# Live bait fishing!



## Fishingismylife (May 15, 2013)

Live bait fishing! I love it, but what about when you're not on a boat. And your fishing a pier, How in the world do I stop them from swimming straight back to me? I used to have it good and they would all Swim as far away from me on pier and boat but these last couple trips the Ly`s, pinfish, and other bait just want to be stubborn I've live lined them and slid an egg sinker to mine:thumbsup: main line but there still finding away . Any reccomendations? Thank you ! Tight lines


----------



## Westend (Jun 9, 2013)

Have you tried hooking the bait behind the dorsal/top fin? I don't pier fish but this will sometimes get the bait to swim differently than hooking it through the lips or nose. You can also hook behind the anal fin/bottom fin, that is supposed to get the bait to swim away and down.


----------



## Pier#r (Oct 2, 2007)

I know it is frowned upon on the NW FL piers, but a float 3'-4' above the rear-hooked bait is a great tool in directing the bait away from the pier.


----------



## Fishingismylife (May 15, 2013)

Thanks both of you I will try both of your ideas next week.!


----------



## lighttackle2fun (Dec 22, 2007)

When I use ly's I will hook them straight thru the two small fins on the bottom of the fish, under the head. They will swim in a circle normally. Spanish will tear them up. Looks wonded. You have to stick them directly in the back of the fin almost through the fins on both sides. Sometime they die a lil faster but its very successful method. 
Pin fish I do as other are suggesting.


----------



## Boat-Dude (Sep 24, 2011)

lighttackle2fun said:


> When I use ly's I will hook them straight thru the two small fins on the bottom of the fish, under the head. They will swim in a circle normally. Spanish will tear them up. Looks wonded. You have to stick them directly in the back of the fin almost through the fins on both sides. Sometime they die a lil faster but its very successful method.
> Pin fish I do as other are suggesting.



Win!!!


----------



## FL Marine Plastics (Feb 7, 2013)

Usually the pier I fish I have the benefit of either an incoming or outgoing tide. Sometimes if the current isn't too strong though they hang out right there. I'll use a float about 5ft back from the bait and the light surface current with the float helps guide the bait away.


----------



## fairpoint (May 9, 2013)

Hook most baits in the topside tail area....keep tension on your line so the fish is always heading away from you......most fish can't swim backwards,lol....


----------



## 850lover (Oct 28, 2008)

do u guys use a weight when using live pinfish?


----------



## FL Marine Plastics (Feb 7, 2013)

850lover said:


> do u guys use a weight when using live pinfish?

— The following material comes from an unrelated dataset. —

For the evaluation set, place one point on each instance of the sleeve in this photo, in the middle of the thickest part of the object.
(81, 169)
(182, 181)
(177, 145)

It depends on where and how I'm fishing. Sometimes I'll just free line it out and let it swim around but if I'm trying to keep it in a specific area I use a 3 way swivel. One part connects to your main line, one part with about 3 ft and a weight, and the part with the pinfish on it has about 5-6 ft of line


----------



## fairpoint (May 9, 2013)

Another way is to get a sliding weight ...thread the line through it then tie a 20" fluorocarbon leader with a circle hook or J hook....keep the line tight and he will stay close to the bottom.....let a little slack out and he can swim about .....this rig is a bull redfish catcher.....I also like this rig for flounder fishing as well......


----------



## Breeze (Mar 23, 2012)

fairpoint said:


> Another way is to get a sliding weight ...thread the line through it then tie a 20" fluorocarbon leader with a circle hook or J hook....keep the line tight and he will stay close to the bottom.....let a little slack out and he can swim about .....this rig is a bull redfish catcher.....I also like this rig for flounder fishing as well......


This is how I rig up for reds also. Only difference is I use a 36" steel leader. I hook my live bait just in front of the tail. I use the same rig for spanish except I attach a float about 4-5 feet above the weight. 

Frozen cigars also work well using this set up.


----------



## Wolfithius (Sep 8, 2013)

I am absolutely new to the piers and NW Florida. Do you catch your baitfish on sabiki rigs? I would be fishing at Okaloosa.

Also, I might try wading in the bay for trout or other fish in flats. Is there a way to determine which areas hold fish, when and what time (tides?)?


----------